Graham is an outlier for KU when it comes to playing time. Self has never pushed one of his guys this hard minutes-wise, and he's also never had someone more valuable to a roster than Graham has been this year.
So while a trophy is on the line Saturday, it's probably not worth as much as it seems — especially if we look at the whole situation with proper perspective.
Do you remember who won last year's Big 12 Tournament championship? I had to Google to find the answer was Iowa State, which further illustrates how little this weekend means for the big picture. And you can bet that accomplishment didn't mean much to Cyclones fans the next week when their team was knocked out by Purdue in the Round of 32.
There's also this: I don't think KU's seed line will change regardless of Saturday's result. The Jayhawks' strong résumé, along with Xavier's loss Friday, means they should be a near-lock for a 1 seed based on what we know about the selection process.
It all made me wonder: How would NBA teams handle a similar situation if they were in KU's position?
Over the last few weeks, I called some NBA contacts to get their opinions on how teams at the next level might handle a conference tournament-type situation if only a minor change in seeding was on the line.
There was no consensus — and obviously, it's difficult for the NBA and NCAA to relate here. The NBA collective bargaining agreement forbids scheduling of back-to-back-to-back games for player safety, which is the exact scenario that KU will face Saturday.
The general consensus was this: Many NBA playoff teams focus on not overtaxing their starters in the regular season. Whether it's minutes limits or days off, there's often measures taken early to try to avoid issues later. Also, as a whole, NBA coaches have trended more and more toward resting players in the week right before the playoffs with hopes of improved play at the most important time.
Having said that, many college coaches might not share this similar type of thinking because of the difference in schedules. A back-to-back-to-back might not be ideal for KU this week, but afterward, the Jayhawks will have four days off before their likely NCAA Tournament opener in Wichita. That's a longer layoff than any NBA team is likely to have.
Which all brings us to the final question: Should Self, with Graham specifically, do anything different for Saturday's game knowing what's more important in the weeks ahead? Even if that's something as minor as sitting Graham a few extra minutes?
We already know the answer because Self has been consistent with how he's handled these situations in the past, but he still reiterated his thoughts when asked if Saturday's game was "not that big of a deal" for KU because it had already won the Big 12 regular-season title.
"If you play, you might as well win," Self said. "That's how everybody looks at it."
Self is not alone. Going all-out is how almost every NCAA coach handles championship week, though I wonder if that will change over time.
Perhaps in a decade or two, college coaches will have different perspectives.

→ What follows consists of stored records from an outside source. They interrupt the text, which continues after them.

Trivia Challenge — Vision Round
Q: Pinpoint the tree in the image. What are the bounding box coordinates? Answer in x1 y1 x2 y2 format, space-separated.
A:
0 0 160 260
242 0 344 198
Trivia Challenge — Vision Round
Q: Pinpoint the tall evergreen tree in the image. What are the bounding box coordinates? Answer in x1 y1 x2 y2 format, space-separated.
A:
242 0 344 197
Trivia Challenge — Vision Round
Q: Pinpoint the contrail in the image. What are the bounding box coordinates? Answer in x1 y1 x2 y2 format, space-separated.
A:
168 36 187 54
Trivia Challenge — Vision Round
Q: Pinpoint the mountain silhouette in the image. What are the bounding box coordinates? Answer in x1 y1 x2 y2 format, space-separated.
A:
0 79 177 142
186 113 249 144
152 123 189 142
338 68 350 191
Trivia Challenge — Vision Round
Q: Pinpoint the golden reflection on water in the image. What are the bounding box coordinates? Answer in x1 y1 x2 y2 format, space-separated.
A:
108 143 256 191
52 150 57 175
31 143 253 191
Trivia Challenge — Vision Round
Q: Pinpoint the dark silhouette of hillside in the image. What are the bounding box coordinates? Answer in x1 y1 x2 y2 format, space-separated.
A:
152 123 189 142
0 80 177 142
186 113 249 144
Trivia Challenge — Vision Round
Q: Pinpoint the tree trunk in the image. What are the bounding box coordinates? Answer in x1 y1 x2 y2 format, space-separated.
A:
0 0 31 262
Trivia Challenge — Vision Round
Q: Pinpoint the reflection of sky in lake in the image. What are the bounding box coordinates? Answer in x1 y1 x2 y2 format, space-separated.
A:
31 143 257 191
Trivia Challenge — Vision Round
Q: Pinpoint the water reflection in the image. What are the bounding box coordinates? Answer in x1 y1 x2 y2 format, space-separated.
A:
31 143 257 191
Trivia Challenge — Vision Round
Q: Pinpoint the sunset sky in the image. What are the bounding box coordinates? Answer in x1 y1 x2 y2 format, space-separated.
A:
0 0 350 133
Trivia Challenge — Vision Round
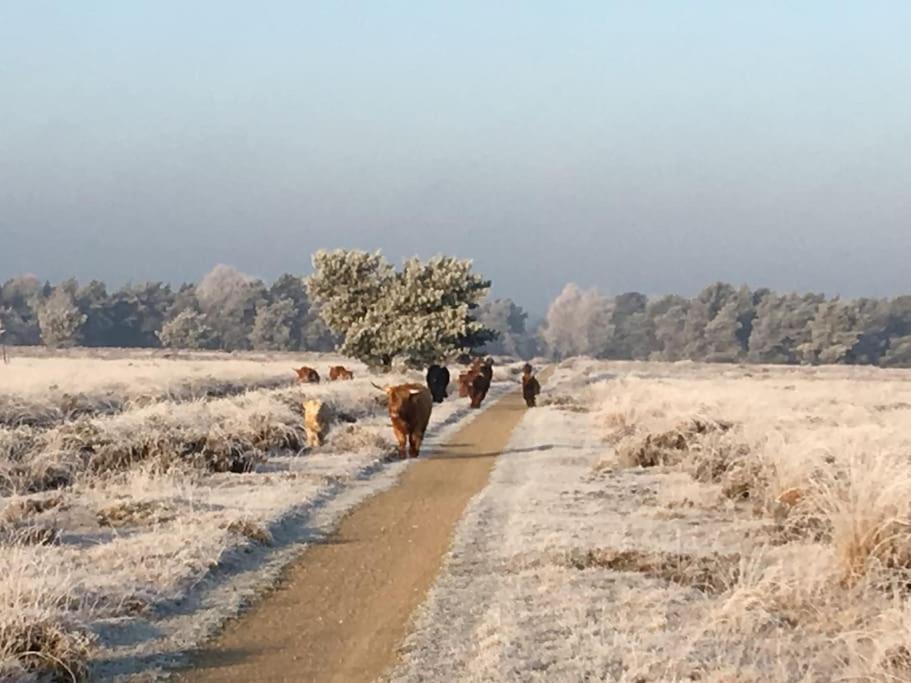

This could come with additional scientific studies or maybe even more examples of NBA coaches sitting their stars.
We aren't in that moment yet. And so Graham answered my weird question in the locker room exactly as you'd expect.
The NBA doesn't allow its guys to play in back-to-back-to-back games, I told Graham. Knowing that, and how the league values rest, would you ever consider wanting to sit out a few extra minutes Saturday?
Graham scrunched his face.
"No chance," he said. "The championship game tomorrow is most important, and then I've got a week to rest."
The guard paused for a second, then continued with his response.
I only realized later it was basically the same message he'd given Self about a half-hour earlier.
"This ain't the NBA," he said with a laugh. "We ain't resting."